Eyewitness to genocide
These are excerpts
from:
Morganthau,
Henry. Ambassador Morganthau's Story. Garden
City, NY: Doublday, Page, 1919 (re-issue, Plandome, NY: New
Age Publishers, 1975).
http://www.cilicia.com/morgenthau/MorgenTC.htm
The
Central Government (of Turkey) now announced its intention
of gathering the two million or more Armenians living in the
several sections of the empire and transporting them to this
desolate and inhospitable region [the Syrian desert].... The
real purpose of the deportation was robbery and destruction;
it really represented a new method of massacre. When the Turkish
authorities gave the orders for these deportations, they were
merely giving the death warrant to a whole race; they understood
this well, and in their conversations with me, they made no
particular attempt to conceal the fact.
All
through the spring and summer of 1915 the deportations took
place. Scarely a single Armenian, whatever his education or
wealth, or whatever the social class to which he belonged,
was exempted from the order.
The
police fell upon them just as the eruption of Vesuvius fell
upon Pompeii; women were taken from the wash-tubs, children
were snatched out of bed, the bread was left half baked in
the oven, the family meal was abandoned partly eaten, the
children were taken from the schoolroom, leaving their books
open at the daily task, and the men were forced to abandon
their plough in the fileds and their cattle on the mountain
side.

Turks and
their Armenian victims.
(Photo courtesy of www.cilicia.com)
Before
the caravans were started, it became the regular practice
to separate the young men from the families, tie them together
in groups of four, lead them to the outskirts, and shoot them.

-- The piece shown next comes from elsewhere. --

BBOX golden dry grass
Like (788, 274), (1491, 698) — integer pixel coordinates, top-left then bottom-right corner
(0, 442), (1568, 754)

Public hangings without trial - the only offense being that
the victims were Armenians - were taking place constantly.
The gendarmes showed a particular desire to annihilate the
educated and the influential.
.............................
At
Angora [Ankara] all Armenian men from fifteen to seventy were
arrested, bound together in groups of four, and sent on the
road in the direction of Caesarea. When they had traveled
five or six hours and had reached a secluded valley, a mob
of Turkish peasants fell upon them with clubs, hammers, axes,
scythes, spades, and saws. Such instruments not only caused
more agonizing death than guns and pistols, but, as the Turks
themselves boasted, they were more economical, since they
did not involve the waste of powder and shell. In this way
they exterminated the whole male population of Angora.